Ela não respondeu. Em vez disso, voltou a atenção para o mar novamente. Quando voltaria a estar reunida com os amigos? Quando poderia sentar-se para conversar besteiras com as outras mafiosas, ou deitar no colo de Meri quando quisesse ser mimada, fazer graça com Sat e Raven, escrever junto com Herman? Mina fechou os olhos ligeiramente. E havia Isaac também...

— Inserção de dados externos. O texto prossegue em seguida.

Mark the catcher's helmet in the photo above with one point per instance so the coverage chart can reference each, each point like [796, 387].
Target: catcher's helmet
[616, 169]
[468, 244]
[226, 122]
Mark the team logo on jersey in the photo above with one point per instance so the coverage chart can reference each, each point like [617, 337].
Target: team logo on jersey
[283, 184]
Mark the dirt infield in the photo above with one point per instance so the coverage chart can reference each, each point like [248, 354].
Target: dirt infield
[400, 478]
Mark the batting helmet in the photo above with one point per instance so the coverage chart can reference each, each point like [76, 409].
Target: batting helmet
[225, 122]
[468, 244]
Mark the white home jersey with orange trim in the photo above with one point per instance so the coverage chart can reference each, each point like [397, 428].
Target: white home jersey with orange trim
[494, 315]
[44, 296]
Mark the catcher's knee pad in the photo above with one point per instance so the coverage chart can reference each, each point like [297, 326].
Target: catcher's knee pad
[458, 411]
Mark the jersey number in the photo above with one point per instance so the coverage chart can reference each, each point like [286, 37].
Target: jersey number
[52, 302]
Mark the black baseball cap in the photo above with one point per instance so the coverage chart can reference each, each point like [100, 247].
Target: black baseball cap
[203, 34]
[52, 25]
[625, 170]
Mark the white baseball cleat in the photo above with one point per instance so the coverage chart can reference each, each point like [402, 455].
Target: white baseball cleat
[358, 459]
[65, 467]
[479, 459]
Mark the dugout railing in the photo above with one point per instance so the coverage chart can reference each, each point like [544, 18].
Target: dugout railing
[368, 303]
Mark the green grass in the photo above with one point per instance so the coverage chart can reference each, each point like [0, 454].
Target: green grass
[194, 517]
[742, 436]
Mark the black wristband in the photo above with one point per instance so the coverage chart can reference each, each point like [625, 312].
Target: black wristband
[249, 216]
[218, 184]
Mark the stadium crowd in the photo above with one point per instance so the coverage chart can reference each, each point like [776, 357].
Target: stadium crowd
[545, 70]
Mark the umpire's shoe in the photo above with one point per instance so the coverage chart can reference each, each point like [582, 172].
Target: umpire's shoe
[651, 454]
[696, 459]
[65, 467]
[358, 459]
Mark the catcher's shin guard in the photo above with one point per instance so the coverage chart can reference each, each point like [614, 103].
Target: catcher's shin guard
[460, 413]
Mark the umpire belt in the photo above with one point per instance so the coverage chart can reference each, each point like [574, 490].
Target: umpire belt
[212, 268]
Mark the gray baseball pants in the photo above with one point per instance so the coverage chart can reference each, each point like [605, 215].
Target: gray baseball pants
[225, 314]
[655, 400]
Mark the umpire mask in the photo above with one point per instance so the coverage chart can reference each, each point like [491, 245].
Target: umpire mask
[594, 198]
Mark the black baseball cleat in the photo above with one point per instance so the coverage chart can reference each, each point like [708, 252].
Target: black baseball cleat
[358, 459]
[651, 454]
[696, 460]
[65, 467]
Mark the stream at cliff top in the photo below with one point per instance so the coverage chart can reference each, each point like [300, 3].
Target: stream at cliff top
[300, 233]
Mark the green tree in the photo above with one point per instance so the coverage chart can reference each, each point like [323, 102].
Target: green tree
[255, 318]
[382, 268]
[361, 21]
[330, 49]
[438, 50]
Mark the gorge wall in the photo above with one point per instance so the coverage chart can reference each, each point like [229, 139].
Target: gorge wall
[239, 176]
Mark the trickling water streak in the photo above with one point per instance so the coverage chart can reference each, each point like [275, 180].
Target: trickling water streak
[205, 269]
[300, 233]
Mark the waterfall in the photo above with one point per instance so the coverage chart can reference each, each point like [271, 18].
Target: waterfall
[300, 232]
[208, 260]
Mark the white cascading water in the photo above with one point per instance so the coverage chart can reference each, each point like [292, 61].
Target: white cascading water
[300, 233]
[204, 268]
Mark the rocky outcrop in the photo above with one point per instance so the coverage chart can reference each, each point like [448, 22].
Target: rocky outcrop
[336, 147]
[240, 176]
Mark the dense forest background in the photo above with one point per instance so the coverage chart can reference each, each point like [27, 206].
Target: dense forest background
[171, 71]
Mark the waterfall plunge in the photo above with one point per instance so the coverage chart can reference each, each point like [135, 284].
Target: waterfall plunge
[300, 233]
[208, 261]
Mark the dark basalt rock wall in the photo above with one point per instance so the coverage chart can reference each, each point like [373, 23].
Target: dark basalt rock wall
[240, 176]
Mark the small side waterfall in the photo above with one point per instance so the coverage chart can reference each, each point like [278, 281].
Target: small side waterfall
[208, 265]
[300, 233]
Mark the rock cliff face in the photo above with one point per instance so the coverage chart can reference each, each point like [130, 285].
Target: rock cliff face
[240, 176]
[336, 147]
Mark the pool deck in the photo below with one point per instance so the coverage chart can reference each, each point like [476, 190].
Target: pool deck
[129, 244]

- É isso que a guerra faz, não é? - ela questionou em voz alta, mais para si mesma do que para o primo - Ela nos separa de tudo aquilo que amamos; de todas as pessoas com quem nos importamos. Essa é a crueldade da guerra; a ausência sem notícias, a saudade sem termo. E uma longínqua esperança de que um dia todos nos reencontraremos para tomar chá.
Lusmore, passou a mão pela cabeça dela, acariciando ligeiramente os cabelos revoltos.
- Ao menos ainda há uma esperança, Mina. Apegue-se a ela, deixe que ela seja a chama secreta que aquece seus pensamentos.
Ela voltou-se para ele.
- Isso soou terrivelmente clichê, sabia? Você está colecionando frases de efeito, por acaso?
Lusmore deu de ombros.
- Se virou clichê, é porque é bom. Ou estou errado?
Mina apenas sorriu de lado. Lusmore tinha razão. Se não quisesse sucumbir à tristeza e aos arrependimentos, tinha que se apegar à esperança de que eles voltariam a ter tempos felizes. Todos reunidos.
A costa agora já quase sumia no horizonte. Era hora de dar o último adeus ao lugar que sempre chamara de lar. Um adeus que ela não pudera dizer aos amigos.
- Eu tenho outro clichê para você, Lusmore. - ela observou, afastando-se da amurada e dando as costas ao mar - "Eu voltarei".
Lusmore sorriu.
- Tenho certeza que sim, Mina. Tenho certeza que sim.